A Polícia Federal deflagrou na manhã desta terça-feira (22/02/2022) a Operação Plastina. Nela, está sendo investigado possível crime de tráfico internacional de órgãos humanos partindo do Laboratório de Anatomia da Universidade do Estado do Amazonas (UEA) em Manaus para Singapura, na Ásia.

A ação da PF visa cumprir 3 mandados de busca e apreensão, expedidos pela 4ª Vara Federal Criminal da SJAM, sendo um na residência do professor Helder Bindá Pimenta da Universidade do Estado do Amazonas (UEA), que é investigado pelo crime. Outros dois mandados foram cumpridos, um de afastamento de função pública e outro no Laboratório de Anatomia da universidade.
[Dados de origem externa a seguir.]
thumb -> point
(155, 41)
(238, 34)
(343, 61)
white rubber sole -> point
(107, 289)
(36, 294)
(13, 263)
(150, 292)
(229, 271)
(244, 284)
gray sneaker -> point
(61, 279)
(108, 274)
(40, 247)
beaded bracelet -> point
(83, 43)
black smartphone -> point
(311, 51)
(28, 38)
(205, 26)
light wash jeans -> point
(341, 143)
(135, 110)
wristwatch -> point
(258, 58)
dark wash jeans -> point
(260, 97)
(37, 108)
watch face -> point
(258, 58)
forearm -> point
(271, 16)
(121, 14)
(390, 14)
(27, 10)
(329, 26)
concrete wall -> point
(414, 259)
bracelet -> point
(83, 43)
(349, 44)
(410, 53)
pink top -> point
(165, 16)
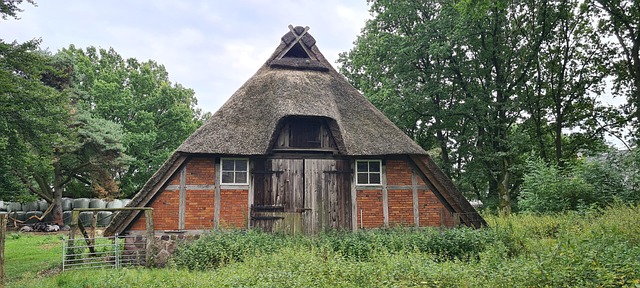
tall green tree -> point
(621, 21)
(483, 83)
(155, 114)
(24, 128)
(562, 96)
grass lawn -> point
(593, 249)
(30, 256)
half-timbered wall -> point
(188, 201)
(403, 199)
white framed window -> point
(368, 172)
(234, 171)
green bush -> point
(581, 185)
(594, 248)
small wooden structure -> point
(297, 149)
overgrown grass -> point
(26, 255)
(594, 249)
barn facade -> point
(297, 149)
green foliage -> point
(596, 248)
(483, 82)
(155, 114)
(582, 185)
(218, 249)
(9, 8)
(26, 255)
(25, 130)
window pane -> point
(241, 165)
(227, 177)
(374, 178)
(362, 166)
(227, 165)
(241, 177)
(363, 178)
(374, 166)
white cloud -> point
(212, 47)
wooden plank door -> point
(327, 198)
(278, 195)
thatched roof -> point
(298, 81)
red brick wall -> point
(398, 172)
(201, 171)
(370, 208)
(165, 212)
(400, 207)
(431, 211)
(199, 210)
(234, 207)
(199, 203)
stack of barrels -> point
(24, 211)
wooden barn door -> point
(327, 195)
(278, 195)
(296, 195)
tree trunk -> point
(503, 188)
(56, 200)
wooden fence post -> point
(3, 231)
(148, 215)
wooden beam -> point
(3, 233)
(250, 194)
(148, 216)
(446, 192)
(354, 200)
(182, 206)
(156, 187)
(216, 196)
(416, 205)
(385, 196)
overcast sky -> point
(212, 47)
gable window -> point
(368, 172)
(305, 133)
(234, 171)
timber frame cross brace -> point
(296, 40)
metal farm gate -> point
(98, 252)
(103, 252)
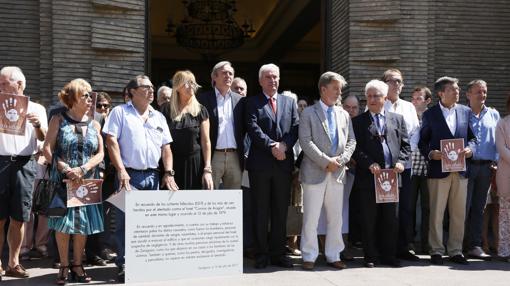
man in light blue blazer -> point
(327, 139)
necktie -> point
(386, 148)
(272, 101)
(333, 135)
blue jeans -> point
(141, 180)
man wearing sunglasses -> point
(17, 174)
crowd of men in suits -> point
(257, 134)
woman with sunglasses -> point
(75, 147)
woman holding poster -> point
(75, 147)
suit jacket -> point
(316, 144)
(208, 100)
(434, 129)
(369, 147)
(264, 129)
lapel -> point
(442, 120)
(322, 118)
(267, 107)
(214, 104)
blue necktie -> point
(386, 148)
(333, 135)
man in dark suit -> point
(272, 124)
(446, 120)
(381, 143)
(226, 131)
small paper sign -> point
(452, 160)
(386, 187)
(13, 116)
(89, 192)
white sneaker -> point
(477, 252)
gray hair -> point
(219, 66)
(378, 85)
(14, 74)
(269, 67)
(441, 83)
(327, 77)
(476, 82)
(162, 89)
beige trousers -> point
(452, 192)
(226, 170)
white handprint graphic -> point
(384, 181)
(450, 151)
(9, 106)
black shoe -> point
(261, 262)
(436, 259)
(96, 261)
(459, 259)
(393, 262)
(121, 274)
(282, 261)
(407, 255)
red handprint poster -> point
(13, 117)
(86, 192)
(386, 187)
(452, 159)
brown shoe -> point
(17, 271)
(337, 264)
(307, 265)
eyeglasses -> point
(99, 105)
(146, 87)
(395, 81)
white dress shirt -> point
(408, 111)
(450, 117)
(226, 137)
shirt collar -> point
(218, 94)
(383, 113)
(275, 96)
(445, 109)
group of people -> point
(223, 139)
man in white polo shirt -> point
(17, 171)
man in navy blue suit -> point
(272, 125)
(446, 120)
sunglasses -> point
(102, 105)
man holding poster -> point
(137, 137)
(17, 174)
(381, 143)
(446, 120)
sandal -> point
(80, 278)
(63, 274)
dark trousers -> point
(405, 213)
(247, 219)
(379, 226)
(478, 188)
(270, 199)
(420, 189)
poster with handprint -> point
(453, 160)
(386, 187)
(13, 117)
(86, 192)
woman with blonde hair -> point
(75, 147)
(188, 121)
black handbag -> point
(57, 206)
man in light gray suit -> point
(327, 139)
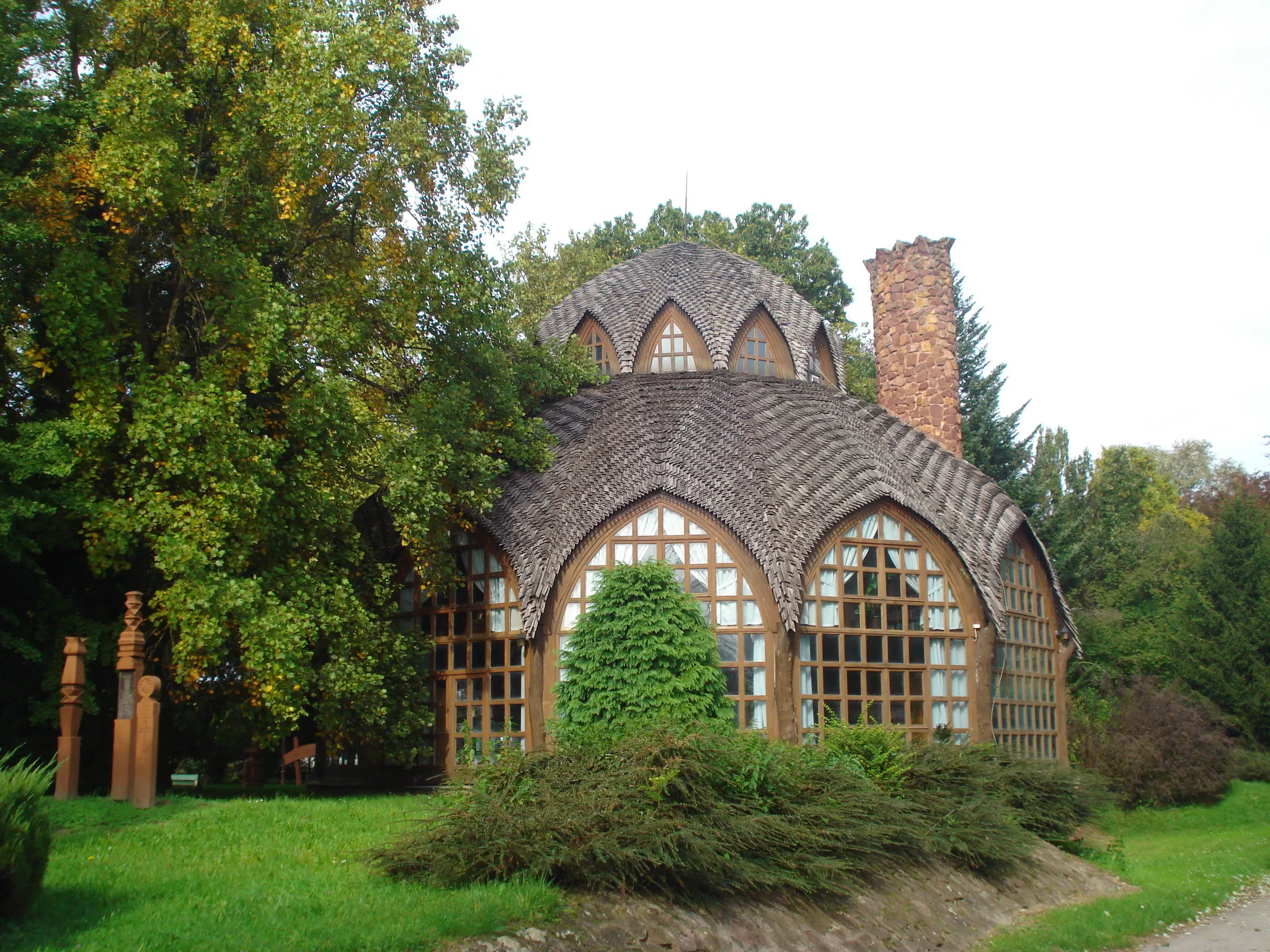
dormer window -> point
(756, 356)
(600, 348)
(672, 352)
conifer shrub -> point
(641, 654)
(705, 809)
(1152, 743)
(25, 832)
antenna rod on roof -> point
(685, 205)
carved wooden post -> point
(131, 666)
(71, 712)
(145, 743)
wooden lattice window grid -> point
(600, 348)
(708, 568)
(1025, 662)
(673, 351)
(479, 673)
(882, 633)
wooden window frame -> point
(592, 335)
(1028, 660)
(821, 368)
(868, 681)
(694, 342)
(504, 673)
(780, 359)
(572, 589)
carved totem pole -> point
(131, 666)
(145, 743)
(71, 712)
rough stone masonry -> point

Segundo as investigações, o suspeito enviou órgãos humanos plastinados para Cingapura. Há indícios de que o material foi postado em uma encomenda, contendo uma mão e três placentas de origem humanas, de Manaus para o país asiático, cujo destinatário é Arnold Putra, um famoso designer indonésio que vende acessórios e peças de roupas utilizando materiais de origem humana.
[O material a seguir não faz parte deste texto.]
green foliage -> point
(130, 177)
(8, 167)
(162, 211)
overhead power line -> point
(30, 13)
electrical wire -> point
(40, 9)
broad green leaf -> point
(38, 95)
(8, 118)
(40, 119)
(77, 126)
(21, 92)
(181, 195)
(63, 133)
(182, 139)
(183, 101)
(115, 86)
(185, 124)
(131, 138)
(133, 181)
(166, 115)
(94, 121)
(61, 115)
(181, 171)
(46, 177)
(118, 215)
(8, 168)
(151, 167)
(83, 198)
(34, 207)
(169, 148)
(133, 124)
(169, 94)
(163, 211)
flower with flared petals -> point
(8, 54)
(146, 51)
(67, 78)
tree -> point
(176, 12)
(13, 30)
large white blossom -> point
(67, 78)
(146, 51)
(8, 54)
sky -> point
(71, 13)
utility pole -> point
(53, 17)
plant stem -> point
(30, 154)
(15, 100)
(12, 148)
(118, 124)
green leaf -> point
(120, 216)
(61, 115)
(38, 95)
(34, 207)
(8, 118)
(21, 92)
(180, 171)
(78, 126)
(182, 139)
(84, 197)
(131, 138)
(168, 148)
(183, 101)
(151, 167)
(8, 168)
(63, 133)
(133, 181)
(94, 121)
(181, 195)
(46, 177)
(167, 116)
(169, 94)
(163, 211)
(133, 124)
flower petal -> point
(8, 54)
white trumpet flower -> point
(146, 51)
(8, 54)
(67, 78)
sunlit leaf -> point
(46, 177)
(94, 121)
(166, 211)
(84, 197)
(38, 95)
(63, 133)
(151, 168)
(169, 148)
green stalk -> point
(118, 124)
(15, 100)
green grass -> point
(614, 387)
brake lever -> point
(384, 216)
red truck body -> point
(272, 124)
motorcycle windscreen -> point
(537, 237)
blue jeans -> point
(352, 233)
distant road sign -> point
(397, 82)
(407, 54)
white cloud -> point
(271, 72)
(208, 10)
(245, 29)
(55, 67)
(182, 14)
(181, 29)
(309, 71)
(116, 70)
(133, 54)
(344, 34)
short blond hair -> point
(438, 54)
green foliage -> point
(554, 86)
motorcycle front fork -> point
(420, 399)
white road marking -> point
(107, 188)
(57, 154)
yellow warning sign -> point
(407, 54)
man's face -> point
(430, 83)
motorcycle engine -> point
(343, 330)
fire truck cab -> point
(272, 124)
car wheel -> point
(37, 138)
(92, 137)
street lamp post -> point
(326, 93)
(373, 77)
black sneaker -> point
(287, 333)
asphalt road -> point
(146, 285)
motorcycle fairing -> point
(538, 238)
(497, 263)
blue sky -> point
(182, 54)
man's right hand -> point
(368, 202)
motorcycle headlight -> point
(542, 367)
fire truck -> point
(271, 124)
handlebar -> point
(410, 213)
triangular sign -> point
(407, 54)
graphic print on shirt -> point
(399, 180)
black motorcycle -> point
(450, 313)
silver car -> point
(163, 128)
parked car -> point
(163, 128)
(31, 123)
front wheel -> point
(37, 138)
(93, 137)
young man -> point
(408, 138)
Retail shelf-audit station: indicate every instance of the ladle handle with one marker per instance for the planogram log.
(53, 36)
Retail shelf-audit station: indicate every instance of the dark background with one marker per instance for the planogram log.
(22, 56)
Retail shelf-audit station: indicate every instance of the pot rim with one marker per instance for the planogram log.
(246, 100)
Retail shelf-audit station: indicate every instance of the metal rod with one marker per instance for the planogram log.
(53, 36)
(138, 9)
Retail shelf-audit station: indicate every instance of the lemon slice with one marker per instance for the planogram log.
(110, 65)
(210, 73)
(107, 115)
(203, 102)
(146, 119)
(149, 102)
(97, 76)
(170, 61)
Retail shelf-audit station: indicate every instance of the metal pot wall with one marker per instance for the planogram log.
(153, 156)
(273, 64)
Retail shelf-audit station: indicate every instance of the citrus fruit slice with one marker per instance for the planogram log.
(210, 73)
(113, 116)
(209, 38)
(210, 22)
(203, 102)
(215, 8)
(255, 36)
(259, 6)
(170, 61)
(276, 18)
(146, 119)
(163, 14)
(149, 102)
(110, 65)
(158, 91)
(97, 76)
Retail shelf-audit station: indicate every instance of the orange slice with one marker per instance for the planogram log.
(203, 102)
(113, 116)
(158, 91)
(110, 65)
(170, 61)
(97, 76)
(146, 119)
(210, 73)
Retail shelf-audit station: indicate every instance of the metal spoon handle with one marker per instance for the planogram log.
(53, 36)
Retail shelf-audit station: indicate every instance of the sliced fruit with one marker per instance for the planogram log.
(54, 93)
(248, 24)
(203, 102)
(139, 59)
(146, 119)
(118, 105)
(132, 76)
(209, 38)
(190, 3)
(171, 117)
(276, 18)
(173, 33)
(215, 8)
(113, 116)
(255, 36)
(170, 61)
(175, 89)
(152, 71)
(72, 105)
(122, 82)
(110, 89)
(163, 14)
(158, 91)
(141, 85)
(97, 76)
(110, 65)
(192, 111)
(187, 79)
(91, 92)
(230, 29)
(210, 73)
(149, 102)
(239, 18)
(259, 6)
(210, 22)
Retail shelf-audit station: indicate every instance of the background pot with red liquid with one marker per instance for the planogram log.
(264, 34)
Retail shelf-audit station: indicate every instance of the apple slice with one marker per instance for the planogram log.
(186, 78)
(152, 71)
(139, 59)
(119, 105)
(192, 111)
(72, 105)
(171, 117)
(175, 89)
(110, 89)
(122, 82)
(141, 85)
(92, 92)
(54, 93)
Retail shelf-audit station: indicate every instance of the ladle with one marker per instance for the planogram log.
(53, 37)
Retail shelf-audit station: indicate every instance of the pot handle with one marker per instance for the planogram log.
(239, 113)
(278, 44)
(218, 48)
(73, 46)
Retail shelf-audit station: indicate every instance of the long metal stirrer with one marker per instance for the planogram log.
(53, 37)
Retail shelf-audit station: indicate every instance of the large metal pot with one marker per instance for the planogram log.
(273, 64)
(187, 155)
Se condenado, o investigado poderá responder pelo crime de tráfico internacional de órgãos humanos, com pena de até 8 anos de reclusão. O nome da operação é uma alusão ao procedimento utilizado pelo investigado para conservar os órgãos traficados.
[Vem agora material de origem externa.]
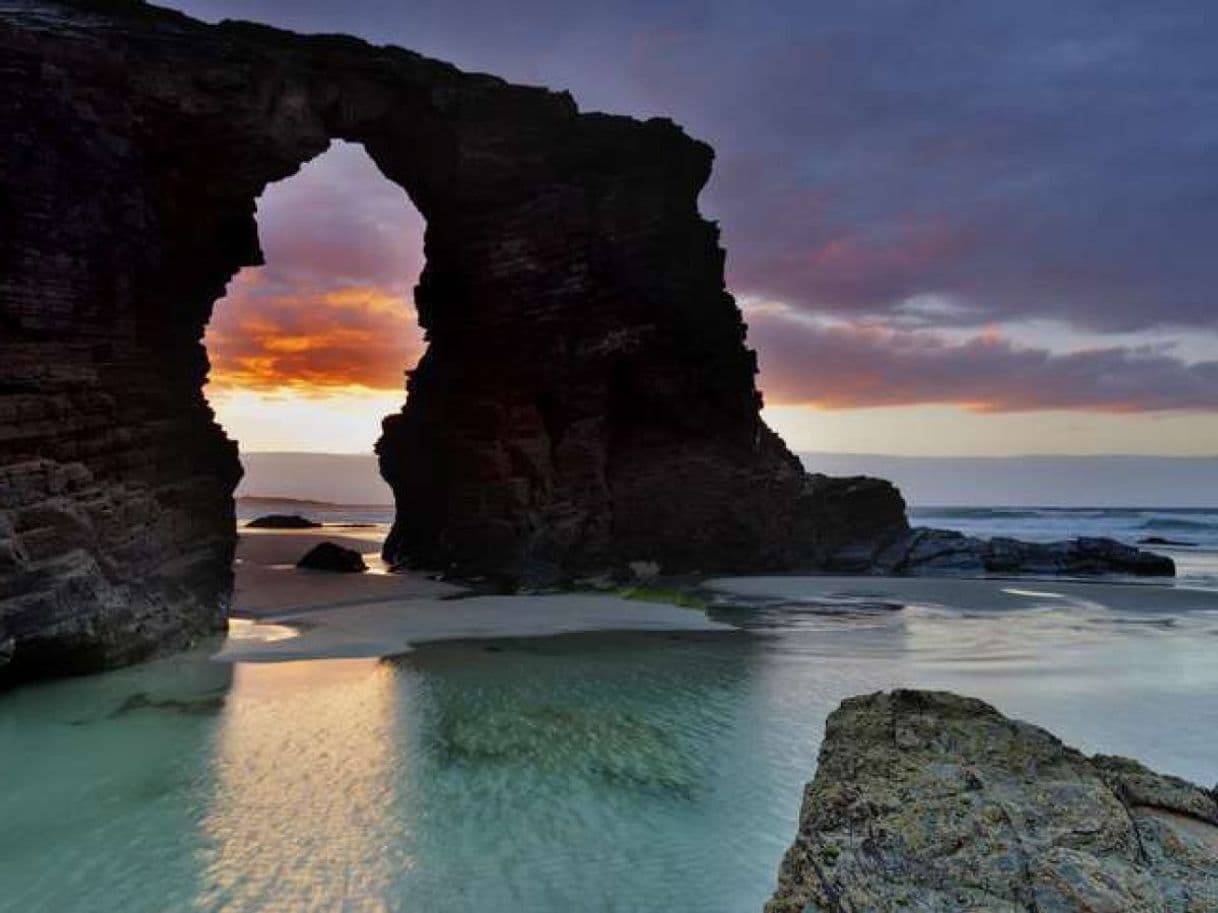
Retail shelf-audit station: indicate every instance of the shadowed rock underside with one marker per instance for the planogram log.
(929, 802)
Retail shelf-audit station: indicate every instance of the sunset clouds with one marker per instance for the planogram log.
(331, 311)
(843, 365)
(312, 340)
(999, 208)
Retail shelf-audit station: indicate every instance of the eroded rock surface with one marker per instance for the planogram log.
(330, 556)
(944, 552)
(931, 802)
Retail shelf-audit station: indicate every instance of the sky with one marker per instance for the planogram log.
(953, 228)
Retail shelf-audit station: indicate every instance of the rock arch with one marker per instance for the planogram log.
(587, 397)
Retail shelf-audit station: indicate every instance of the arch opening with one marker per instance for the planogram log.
(308, 351)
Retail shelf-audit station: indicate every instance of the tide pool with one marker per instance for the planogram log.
(593, 772)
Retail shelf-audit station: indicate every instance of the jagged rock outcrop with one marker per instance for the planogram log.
(944, 552)
(283, 521)
(931, 802)
(330, 556)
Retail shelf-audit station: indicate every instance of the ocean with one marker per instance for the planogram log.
(1193, 531)
(626, 773)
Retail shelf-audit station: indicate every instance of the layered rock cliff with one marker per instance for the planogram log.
(929, 802)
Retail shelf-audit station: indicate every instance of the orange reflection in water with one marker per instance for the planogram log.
(302, 816)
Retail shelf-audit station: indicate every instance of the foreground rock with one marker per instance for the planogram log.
(283, 521)
(929, 802)
(329, 556)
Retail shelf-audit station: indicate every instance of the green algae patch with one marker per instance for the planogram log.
(670, 595)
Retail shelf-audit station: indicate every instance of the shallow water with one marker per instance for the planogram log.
(647, 772)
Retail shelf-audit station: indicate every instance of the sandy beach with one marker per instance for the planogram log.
(281, 612)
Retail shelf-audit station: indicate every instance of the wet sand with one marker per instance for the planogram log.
(978, 594)
(283, 612)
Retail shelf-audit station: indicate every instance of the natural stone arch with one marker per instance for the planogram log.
(586, 399)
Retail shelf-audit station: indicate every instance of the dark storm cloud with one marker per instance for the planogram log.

O laboratório realiza a técnica de plastinação desde 2017. A plastinação é um procedimento técnico de preservação de matéria biológica, criado pelo cientista Gunther Von Hagens em 1977. Ele consiste basicamente em extrair os líquidos corporais (água e soluções fixadoras) e os lipídios, através de métodos químicos, substituindo-os por resinas plásticas, como silicone, poliéster e epóxi, resultando em tecidos secos, inodoros e duráveis.

Posicionamento da UEA

Em nota, a UEA afirmou que “após tomar conhecimento do Ofício que determinou o afastamento cautelar do professor investigado e da ação de busca e apreensão no laboratório supracitado, a Reitoria da Universidade do Estado do Amazonas cumpriu a ordem judicial e determinou a abertura de sindicância para a apuração dos fatos e responsabilidades”. A universidade também publicou documento confirmando o afastamento do professor.